Designing a fast CLI join tool with rust

(or how rust helped me to match the speed of GNU join written by Mike Haertel)


Join two files on command line on the common join fields as fast as possible. GNU join supports only one join field and I wanted to make it more generic by supporting arbitrary number of them.

Initial idea

It turns out developing fast CLI tools is quite tricky. Even a dumb-looking command like yes has actually a pretty sophisticated code.

At the beginning I had practically zero experience with system programming. But I knew some theory. First of all, do only what is necessary. In Mike Haertel’s words:

The key to making programs fast is to make them do practically nothing.

Second, amortize repeating heap allocations. And third, cache is king.

Having these in mind, I imagined having a reusable input buffer where parser only indexes positions of fields and records in the buffer.

The tricky part is that the last record will not fit the buffer entirely most of the time and therefore the buffer cannot be consumed. We also can’t reload the input buffer with new data otherwise we would overwrite the unconsumed one. The solution is to roll the partial record to the beginning of the buffer and load new data from there.

But what if the partial record is large and misses only a few bytes to its completion. We already parsed most of its fields. It would be pity if we had to re-parse it from the beginning after the roll of the buffer. The solution is to offset the index containing the partial record and start parsing from the last incomplete field.
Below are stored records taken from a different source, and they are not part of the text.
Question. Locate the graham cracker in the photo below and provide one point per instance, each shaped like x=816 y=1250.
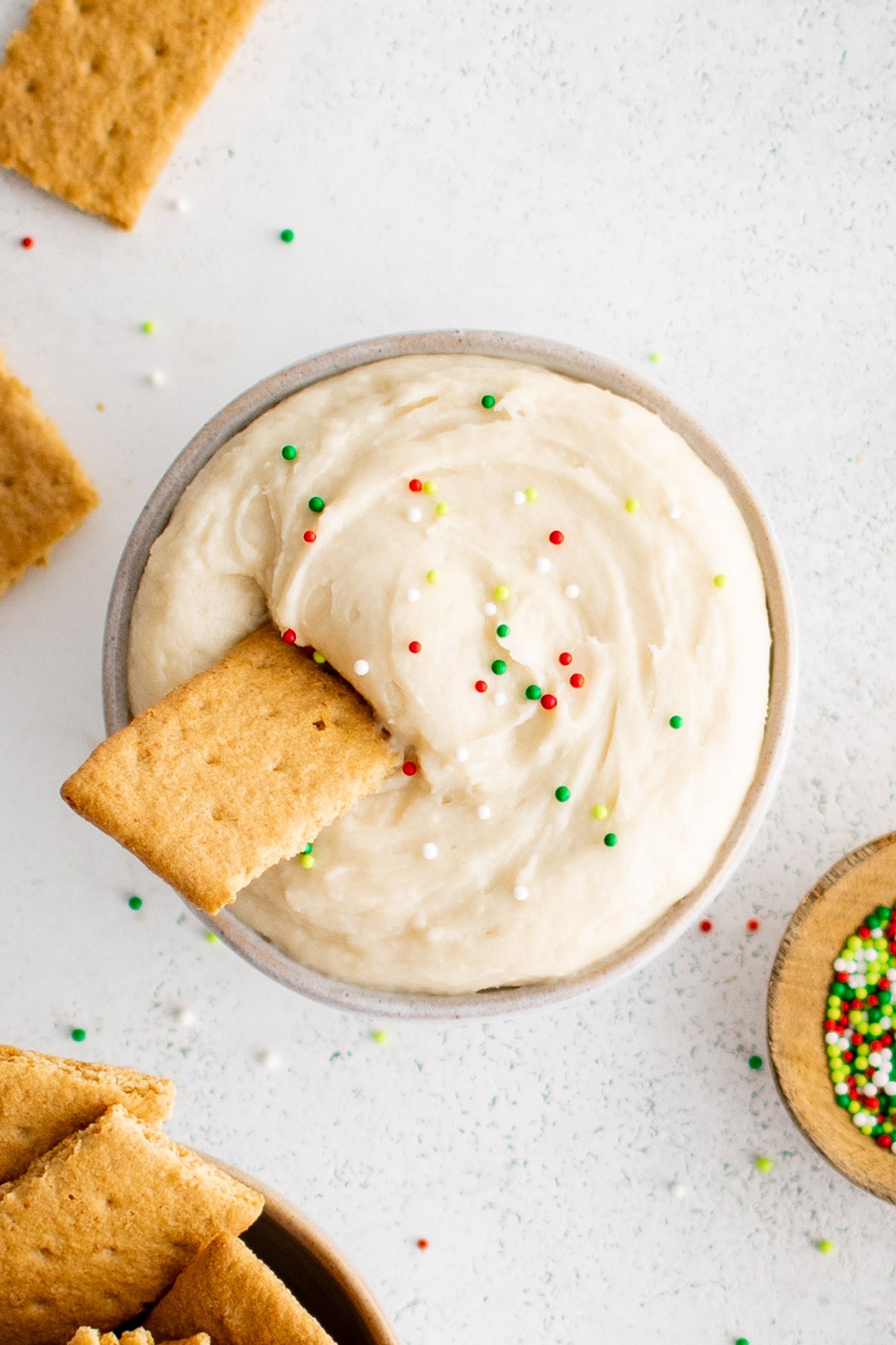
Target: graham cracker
x=238 y=1301
x=102 y=1227
x=45 y=493
x=236 y=770
x=46 y=1098
x=93 y=96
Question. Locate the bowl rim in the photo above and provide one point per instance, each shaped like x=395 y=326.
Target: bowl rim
x=783 y=674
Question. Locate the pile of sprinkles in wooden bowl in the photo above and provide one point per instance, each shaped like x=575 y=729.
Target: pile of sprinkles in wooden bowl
x=859 y=1027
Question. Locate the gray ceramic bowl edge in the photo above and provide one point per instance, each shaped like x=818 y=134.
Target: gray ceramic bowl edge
x=573 y=364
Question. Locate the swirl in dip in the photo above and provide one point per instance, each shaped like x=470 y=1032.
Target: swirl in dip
x=533 y=839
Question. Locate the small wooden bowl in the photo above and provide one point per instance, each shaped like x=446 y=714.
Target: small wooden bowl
x=797 y=1001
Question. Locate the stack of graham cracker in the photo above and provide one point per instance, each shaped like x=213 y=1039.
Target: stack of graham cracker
x=105 y=1222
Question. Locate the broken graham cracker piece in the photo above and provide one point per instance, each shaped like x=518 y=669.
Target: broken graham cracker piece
x=45 y=1098
x=237 y=1299
x=93 y=96
x=102 y=1227
x=45 y=493
x=236 y=770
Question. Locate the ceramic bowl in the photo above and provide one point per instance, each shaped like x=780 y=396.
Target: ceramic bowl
x=585 y=367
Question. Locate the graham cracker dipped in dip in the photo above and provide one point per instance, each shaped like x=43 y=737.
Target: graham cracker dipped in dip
x=553 y=606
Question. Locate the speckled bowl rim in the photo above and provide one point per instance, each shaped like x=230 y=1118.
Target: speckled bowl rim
x=585 y=367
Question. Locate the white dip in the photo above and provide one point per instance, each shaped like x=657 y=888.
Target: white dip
x=471 y=873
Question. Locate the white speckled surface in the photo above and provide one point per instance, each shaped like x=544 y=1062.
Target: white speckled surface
x=713 y=183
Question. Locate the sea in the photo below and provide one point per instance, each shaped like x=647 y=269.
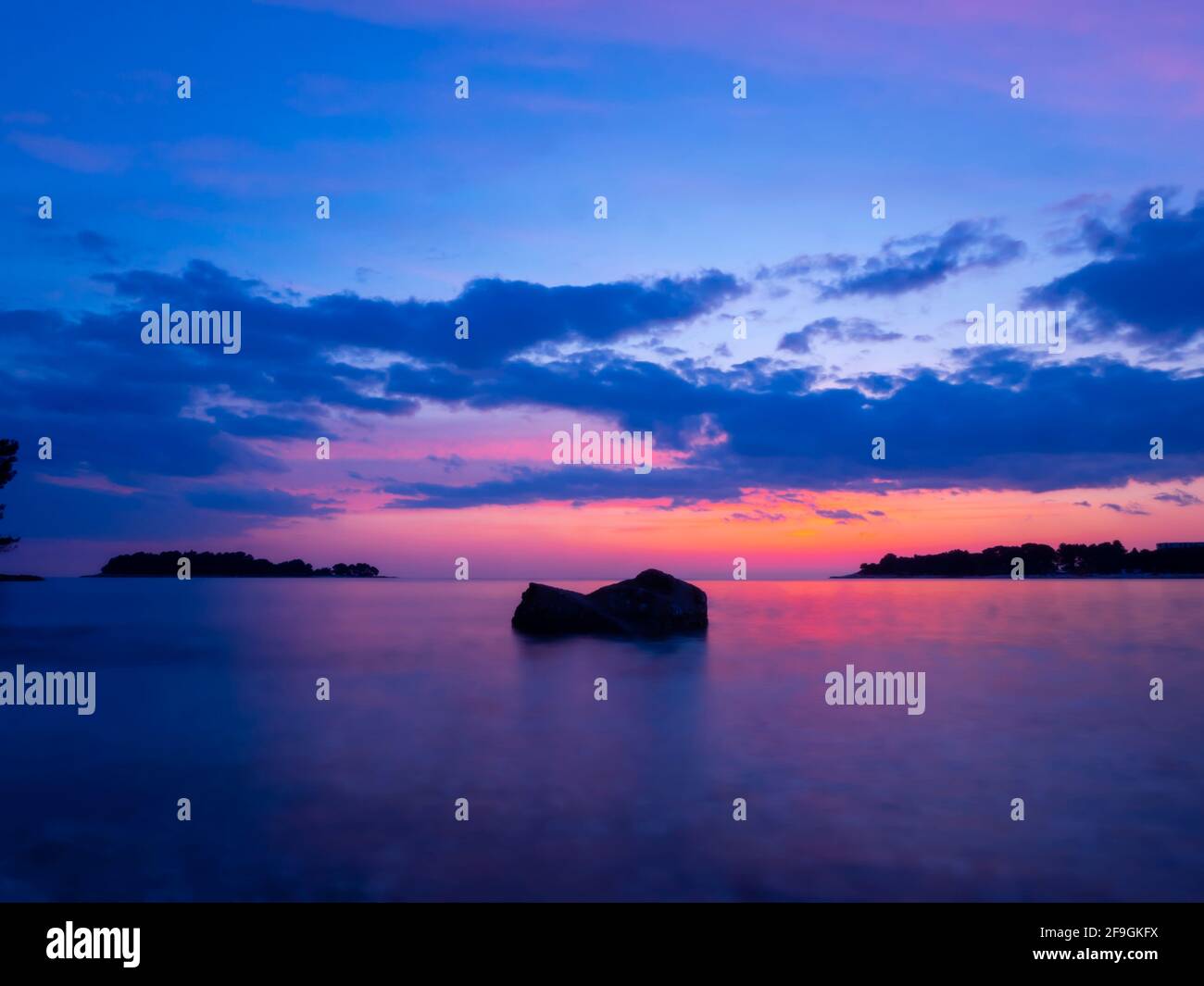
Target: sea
x=457 y=760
However, this requires a delicate housekeeping to do right. Fortunately rust makes it very easy and convenient to test it and protects me from accessing the input buffer out of bounds. Doing this in C requires a hell lot of concentration and experience. Granted, I pay the price of bounds checks, but the cost is acceptable.

Now let’s review the various parts in more detail.

Input buffer

Unfortunately I could not find any library providing the roll feature described above. There are ring or circular buffers, but none offers what I needed, so I made my own. You can find the code in the separate crate - rollbuf. The API is is quite similar to the std::io::BufReader, adding just:

pub fn roll(&mut self) {...}


This is the most sophisticated part based on Y. Li, N. R. Katsipoulakis, B. Chandramouli, J. Goldstein, and D. Kossmann. Mison: a fast JSON parser for data analytics. In VLDB, 2017.

Unlike traditional FSM based parsers, it converts control flow into data flow, thereby largely eliminating inherently unpredictable branches in the program and exploiting the parallelism available in modern processors.

Implementing it from scratch was above my capability, so I shamelessly copied pikker’s implementation and tailored it to my needs.

The whole input buffer is parsed at once. This way we avoid the context switching for every record. When done, it builds two indices (heap allocated, but reused thus amortized):

  • fields: containing the position of each field in the input buffer
  • records: containing the position of each record in fields index

The indices are synchronized with the input buffer. It means each index pointing to the rolled part of the input buffer is properly offset. This way we avoid re-parsing the same part twice.

The parser’s code is split into two parts:

  • csvroll crate - the generic building block, which takes care of synchronization of rollbuf with index builder. It builds fields and records indices. You can think of it as an analogy to BurntSushi’s csv-core and it is in the separate crate for the same reason. Currently it handles only field separators and record terminators - no quotes, escape characters or other advanced CSV features, so for now it’s not really an alternative to csv-core.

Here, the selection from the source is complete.